The point of the article isn’t that death proves our subjectivity is in fact an illusion that comes to nothing, so in attributing that view to me you’re arguing against a strawman. The key word in my statement that, “Unfathomably, our subjective life as persons must be an illusion, a mass hallucination, a giant fraud,” is the first word. It’s unfathomable how we could be mere physical things that end, because we can’t help but identify with our seemingly immaterial conscious mind, and because that “illusion” of subjectivity has real-world, anomalous effects which I address in the conclusion, namely the creation of what we call, in short, the Anthropocene (the replacement of the wilderness with our artificial environments).

This is why it’s important to see the comedic and tragic aspects of death. The joke the world plays on us is that the mystery of our duality leads us to make fools of ourselves when we lurch towards either extreme, towards materialistic nihilism, on the one hand, or naïve theism or metaphysical idealism on the other. We’re stuck with the existential absurdity of our dual nature. By the way, I’m not a nihilist. I raise Brassier’s nihilistic interpretation of death only to reject it.

Most of what your article deals with is the burden of proof issue. What my article assumes is indeed that death presents us with overwhelming evidence of our finitude. That evidence is indisputable unless we resort to farfetched notions of ghosts, theology, or parapsychology. The weight of the evidence that death ends not just our bodies but our personal identity is far greater than the sum of religious and parapsychological arguments.
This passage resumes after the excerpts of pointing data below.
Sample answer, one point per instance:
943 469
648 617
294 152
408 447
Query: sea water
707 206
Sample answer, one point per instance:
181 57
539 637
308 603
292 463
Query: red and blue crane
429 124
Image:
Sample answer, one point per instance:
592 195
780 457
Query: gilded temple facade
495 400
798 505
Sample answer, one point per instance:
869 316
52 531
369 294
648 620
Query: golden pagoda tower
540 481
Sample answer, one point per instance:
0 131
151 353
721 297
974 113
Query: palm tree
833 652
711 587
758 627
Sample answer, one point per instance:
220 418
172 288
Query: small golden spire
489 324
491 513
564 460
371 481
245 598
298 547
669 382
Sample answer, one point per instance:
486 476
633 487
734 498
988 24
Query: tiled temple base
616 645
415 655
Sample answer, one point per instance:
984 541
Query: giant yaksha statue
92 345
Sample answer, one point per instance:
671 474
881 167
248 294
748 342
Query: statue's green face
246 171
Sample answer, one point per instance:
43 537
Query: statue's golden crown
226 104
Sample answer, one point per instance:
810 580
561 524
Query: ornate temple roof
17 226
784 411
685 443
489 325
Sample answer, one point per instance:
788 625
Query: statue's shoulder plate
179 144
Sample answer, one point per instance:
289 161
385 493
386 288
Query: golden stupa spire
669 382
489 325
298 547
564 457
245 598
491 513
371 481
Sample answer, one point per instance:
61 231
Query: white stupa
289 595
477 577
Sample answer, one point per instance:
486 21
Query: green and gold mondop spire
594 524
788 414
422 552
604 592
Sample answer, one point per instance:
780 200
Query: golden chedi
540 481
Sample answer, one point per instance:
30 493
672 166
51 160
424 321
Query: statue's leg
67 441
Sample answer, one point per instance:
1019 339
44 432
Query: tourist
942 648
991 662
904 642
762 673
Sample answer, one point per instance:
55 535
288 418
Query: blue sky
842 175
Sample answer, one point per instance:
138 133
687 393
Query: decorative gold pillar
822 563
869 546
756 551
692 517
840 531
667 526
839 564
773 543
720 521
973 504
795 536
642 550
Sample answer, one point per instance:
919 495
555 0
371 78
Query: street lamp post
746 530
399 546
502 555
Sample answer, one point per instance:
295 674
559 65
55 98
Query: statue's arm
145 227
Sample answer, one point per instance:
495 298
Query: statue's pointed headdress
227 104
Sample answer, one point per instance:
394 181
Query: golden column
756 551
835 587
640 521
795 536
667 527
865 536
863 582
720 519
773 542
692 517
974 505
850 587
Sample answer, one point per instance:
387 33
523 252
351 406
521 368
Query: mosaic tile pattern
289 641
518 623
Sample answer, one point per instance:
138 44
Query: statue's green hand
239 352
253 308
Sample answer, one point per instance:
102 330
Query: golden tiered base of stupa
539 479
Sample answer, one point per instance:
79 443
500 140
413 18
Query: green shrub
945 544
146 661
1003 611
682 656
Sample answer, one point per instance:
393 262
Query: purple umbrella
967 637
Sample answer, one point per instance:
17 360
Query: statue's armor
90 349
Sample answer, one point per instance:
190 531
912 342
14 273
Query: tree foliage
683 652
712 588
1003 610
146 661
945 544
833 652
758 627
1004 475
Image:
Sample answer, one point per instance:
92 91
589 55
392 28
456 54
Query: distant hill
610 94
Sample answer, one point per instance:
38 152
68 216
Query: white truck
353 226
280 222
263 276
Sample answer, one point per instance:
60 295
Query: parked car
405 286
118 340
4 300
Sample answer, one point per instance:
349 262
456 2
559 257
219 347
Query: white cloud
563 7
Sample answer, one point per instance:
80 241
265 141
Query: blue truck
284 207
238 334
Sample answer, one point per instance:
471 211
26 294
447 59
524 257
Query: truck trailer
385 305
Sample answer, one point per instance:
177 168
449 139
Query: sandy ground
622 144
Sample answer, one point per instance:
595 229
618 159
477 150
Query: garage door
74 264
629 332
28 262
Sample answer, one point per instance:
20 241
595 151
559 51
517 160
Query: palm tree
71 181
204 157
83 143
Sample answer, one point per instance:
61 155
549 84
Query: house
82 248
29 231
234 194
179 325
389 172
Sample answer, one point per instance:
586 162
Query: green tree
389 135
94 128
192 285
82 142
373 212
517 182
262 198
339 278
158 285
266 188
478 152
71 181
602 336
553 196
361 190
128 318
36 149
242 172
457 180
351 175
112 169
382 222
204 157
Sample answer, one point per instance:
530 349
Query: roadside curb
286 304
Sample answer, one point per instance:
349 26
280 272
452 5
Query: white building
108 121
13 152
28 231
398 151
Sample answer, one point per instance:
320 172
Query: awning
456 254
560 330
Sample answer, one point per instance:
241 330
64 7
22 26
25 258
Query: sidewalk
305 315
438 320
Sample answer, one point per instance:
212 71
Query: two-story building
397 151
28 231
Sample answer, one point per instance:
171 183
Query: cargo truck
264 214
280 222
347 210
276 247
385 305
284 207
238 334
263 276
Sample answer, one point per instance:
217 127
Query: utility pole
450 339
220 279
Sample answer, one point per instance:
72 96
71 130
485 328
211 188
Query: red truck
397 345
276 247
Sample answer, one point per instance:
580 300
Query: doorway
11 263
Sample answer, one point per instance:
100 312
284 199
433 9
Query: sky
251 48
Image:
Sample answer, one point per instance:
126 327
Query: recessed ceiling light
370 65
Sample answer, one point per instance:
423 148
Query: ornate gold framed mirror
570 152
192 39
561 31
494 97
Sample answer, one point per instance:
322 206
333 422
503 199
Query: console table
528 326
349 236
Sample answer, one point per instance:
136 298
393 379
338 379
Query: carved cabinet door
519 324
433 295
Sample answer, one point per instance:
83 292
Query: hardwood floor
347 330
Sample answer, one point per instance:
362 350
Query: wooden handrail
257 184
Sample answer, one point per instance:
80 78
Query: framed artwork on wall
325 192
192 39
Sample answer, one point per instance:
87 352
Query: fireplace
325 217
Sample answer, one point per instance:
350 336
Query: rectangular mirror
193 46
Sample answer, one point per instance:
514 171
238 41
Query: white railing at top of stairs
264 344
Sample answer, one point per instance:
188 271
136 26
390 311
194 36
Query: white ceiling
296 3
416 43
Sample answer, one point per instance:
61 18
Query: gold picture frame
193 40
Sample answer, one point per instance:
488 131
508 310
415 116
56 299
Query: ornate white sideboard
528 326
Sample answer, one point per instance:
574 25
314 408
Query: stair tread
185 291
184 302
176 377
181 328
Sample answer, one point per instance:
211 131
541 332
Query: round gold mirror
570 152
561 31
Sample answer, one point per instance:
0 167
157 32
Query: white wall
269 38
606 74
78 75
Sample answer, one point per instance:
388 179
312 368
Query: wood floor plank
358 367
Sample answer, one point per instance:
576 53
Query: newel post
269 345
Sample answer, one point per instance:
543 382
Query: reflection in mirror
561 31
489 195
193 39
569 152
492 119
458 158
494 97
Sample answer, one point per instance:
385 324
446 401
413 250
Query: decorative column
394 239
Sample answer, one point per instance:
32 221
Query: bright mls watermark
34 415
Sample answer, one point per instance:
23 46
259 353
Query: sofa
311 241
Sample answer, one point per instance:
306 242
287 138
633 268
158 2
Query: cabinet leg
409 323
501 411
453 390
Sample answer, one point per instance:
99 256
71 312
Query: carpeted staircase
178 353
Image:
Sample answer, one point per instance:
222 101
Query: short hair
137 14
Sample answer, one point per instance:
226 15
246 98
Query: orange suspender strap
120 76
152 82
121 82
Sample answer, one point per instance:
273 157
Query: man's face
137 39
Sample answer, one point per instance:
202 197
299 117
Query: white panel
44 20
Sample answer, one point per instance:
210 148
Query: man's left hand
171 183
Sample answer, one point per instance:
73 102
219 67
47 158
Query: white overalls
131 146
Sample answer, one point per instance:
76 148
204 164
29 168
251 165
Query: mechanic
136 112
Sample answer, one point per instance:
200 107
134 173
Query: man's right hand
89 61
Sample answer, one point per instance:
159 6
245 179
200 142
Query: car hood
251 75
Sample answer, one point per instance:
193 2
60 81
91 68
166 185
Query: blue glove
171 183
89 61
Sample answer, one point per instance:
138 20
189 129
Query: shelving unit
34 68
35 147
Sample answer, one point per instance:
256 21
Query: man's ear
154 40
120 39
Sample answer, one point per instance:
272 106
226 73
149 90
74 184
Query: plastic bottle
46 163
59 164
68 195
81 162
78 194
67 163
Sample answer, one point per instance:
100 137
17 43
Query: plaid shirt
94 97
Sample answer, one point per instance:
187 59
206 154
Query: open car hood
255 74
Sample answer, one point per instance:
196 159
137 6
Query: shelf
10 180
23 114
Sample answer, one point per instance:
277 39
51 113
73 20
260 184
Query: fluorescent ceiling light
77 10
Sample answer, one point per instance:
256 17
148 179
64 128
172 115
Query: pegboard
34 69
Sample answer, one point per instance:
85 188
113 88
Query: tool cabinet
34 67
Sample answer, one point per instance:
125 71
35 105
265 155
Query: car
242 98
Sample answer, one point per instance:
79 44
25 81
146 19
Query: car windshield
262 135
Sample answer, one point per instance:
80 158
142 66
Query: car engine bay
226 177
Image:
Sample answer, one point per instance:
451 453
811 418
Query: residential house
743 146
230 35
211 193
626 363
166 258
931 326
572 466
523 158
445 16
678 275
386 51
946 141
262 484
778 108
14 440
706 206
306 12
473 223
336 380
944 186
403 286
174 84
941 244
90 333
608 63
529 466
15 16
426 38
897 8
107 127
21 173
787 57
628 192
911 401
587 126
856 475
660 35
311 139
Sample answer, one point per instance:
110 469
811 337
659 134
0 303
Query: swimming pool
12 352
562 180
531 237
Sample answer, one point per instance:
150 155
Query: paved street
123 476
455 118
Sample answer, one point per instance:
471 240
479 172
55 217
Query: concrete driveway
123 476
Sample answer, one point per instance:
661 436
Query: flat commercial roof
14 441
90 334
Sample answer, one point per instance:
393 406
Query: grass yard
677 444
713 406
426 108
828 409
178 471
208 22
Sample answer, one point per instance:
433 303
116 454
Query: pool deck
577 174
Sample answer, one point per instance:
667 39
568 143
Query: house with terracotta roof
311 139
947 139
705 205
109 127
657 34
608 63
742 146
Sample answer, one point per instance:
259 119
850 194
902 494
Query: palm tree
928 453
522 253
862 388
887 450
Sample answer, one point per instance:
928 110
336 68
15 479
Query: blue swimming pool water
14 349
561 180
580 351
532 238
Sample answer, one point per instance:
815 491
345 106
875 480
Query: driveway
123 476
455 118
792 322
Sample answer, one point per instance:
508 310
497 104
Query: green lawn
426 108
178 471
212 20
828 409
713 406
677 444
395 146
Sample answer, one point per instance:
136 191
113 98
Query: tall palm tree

Indeed, we don’t base our beliefs entirely on the weight of the empirical evidence. We do have our faith and our nonrational convictions based on our experience, our upbringing, our character, and our emotional commitments and goals and so forth. However, the nonrational side of our beliefs can be more or less honourable in dealing with the empirical evidence. So my worldview faces head-on the obvious fact that death has apparently ended the vast majority of creatures that have ever been born (all those not currently alive). They live for some years or moments and then they’re no more, their bodies reduced to a form that couldn’t support life.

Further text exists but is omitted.